— Это вы сами вино делали? — спрашиваю я, допив первый бокал и одобрительно улыбнувшись.
— Сам, своими руками, — гордо отвечает он. — От года, конечно, зависит, когда лучше, когда хуже, но плохим оно у меня не бывает.
— А вы добавляете в cuve[34] сахар? — с видом знатока спрашиваю я. — Или виноград сам по себе достаточно сладкий?
— Ни грамма сахара не добавляю, — объявляет Деревянный Король, — в моем вине нет ни грамма сахара!
— Ну иногда и про такое слышишь, — глупо добавляю я.
— Это зависит от сорта винограда, — раздается в ответ, — он должен созреть, и созреть полностью, тогда все в порядке. И все же, — продолжает он довольно и с удивлением, — это вино не тяжелое! Оно не тяжелое. Точно не тяжелое. В общем, нет, оно не слишком тяжелое.
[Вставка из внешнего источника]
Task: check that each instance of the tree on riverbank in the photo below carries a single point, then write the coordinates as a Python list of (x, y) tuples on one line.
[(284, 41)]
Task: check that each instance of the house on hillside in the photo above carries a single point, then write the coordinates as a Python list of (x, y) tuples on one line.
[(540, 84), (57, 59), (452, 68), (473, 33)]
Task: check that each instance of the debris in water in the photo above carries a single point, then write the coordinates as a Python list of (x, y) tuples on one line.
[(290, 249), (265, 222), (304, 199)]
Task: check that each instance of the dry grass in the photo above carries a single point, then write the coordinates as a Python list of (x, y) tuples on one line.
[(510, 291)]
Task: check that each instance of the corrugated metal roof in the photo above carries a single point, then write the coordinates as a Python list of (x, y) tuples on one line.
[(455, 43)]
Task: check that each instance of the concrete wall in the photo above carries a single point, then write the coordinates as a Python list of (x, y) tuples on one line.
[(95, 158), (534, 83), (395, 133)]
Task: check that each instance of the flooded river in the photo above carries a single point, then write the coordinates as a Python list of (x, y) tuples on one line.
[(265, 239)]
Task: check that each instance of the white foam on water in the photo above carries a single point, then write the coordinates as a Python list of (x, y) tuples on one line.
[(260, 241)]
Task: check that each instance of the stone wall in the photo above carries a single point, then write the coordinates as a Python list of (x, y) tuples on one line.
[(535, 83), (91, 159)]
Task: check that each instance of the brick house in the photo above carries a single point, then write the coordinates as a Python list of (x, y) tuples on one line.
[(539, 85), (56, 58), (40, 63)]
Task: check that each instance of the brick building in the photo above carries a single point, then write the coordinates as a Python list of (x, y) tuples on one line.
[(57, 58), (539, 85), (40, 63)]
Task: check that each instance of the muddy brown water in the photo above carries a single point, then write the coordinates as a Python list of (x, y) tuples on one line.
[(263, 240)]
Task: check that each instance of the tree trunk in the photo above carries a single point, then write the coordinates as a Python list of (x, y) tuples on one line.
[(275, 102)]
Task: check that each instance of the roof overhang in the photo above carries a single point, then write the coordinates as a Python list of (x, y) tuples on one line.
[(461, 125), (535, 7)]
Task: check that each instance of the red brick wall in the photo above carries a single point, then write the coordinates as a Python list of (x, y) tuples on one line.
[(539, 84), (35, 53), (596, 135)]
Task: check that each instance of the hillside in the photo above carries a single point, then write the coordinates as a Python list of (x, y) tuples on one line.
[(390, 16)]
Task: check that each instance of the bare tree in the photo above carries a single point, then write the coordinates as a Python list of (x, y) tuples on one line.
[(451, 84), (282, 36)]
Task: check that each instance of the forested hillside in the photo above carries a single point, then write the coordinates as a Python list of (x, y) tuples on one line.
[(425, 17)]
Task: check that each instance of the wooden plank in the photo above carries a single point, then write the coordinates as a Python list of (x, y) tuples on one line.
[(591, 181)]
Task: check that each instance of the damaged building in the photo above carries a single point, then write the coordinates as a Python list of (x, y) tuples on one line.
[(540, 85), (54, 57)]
— И все равно у него чудесный вкус, — говорю я.
— Иным и не угодишь, — отзывается Деревянный Король с осуждением, — иным подавай дорогущее вино из какого-нибудь знаменитого виноградника. Я не говорю, что дорогие вина плохие, но к чему все это? Кстати, — разъясняет он, — бывает вино, после которого еще можно работать, а бывает вино, после которого работать уже не получается. Потому что оно слишком тяжелое. Иногда вино бывает слишком тяжелое. Но это вино не тяжелое. После него можно работать. Даже на вкус оно не тяжелое. И не слишком легкое — совсем нет, — но и не тяжелое. Его можно пить весь день. Его можно выпить столько, сколько захочется.
— Жизнь хороша, — беззаботно говорю я.
— Это все милостью Божьей, — удивляет меня своим ответом Деревянный Король. — Но кто поймет? Как человек может все постигнуть? Это ведь невозможно.
— Невозможно, — смущенно отвечаю я, и мне наливают третий бокал.
— Есть много напитков, которые вообще-то лучше не пить, — утверждает Деревянный Король. — То есть не пить много. Есть люди, которые пьют слишком много. И слишком крепкие напитки. Это плохо. Рюмка коньяка или пастиса, eau de vie[35] на донышке при случае — почему нет? В этом ничего плохого нет. Но не слишком много, это ни к чему.
— А вы никогда не выпиваете слишком много? — спрашиваю я, тут же сожалея о собственной смелости.
— Что такое «много»? — начинает Деревянный Король. — Да, раньше, да.
Он качает головой: его страшное, обветренное, сизое лицо внушало мне ужас, когда я только поселился в деревне.
— Раньше да…
Мы немного помолчали.
— Семь лет я боролся с дьяволом, — добавляет он вдруг таким тоном, будто мы разговариваем о погоде.
Я чувствую себя неловко и, пытаясь это скрыть, решительно осушаю третий бокал.
— И кто победил в этой борьбе? — я стараюсь, чтобы вопрос прозвучал безразлично.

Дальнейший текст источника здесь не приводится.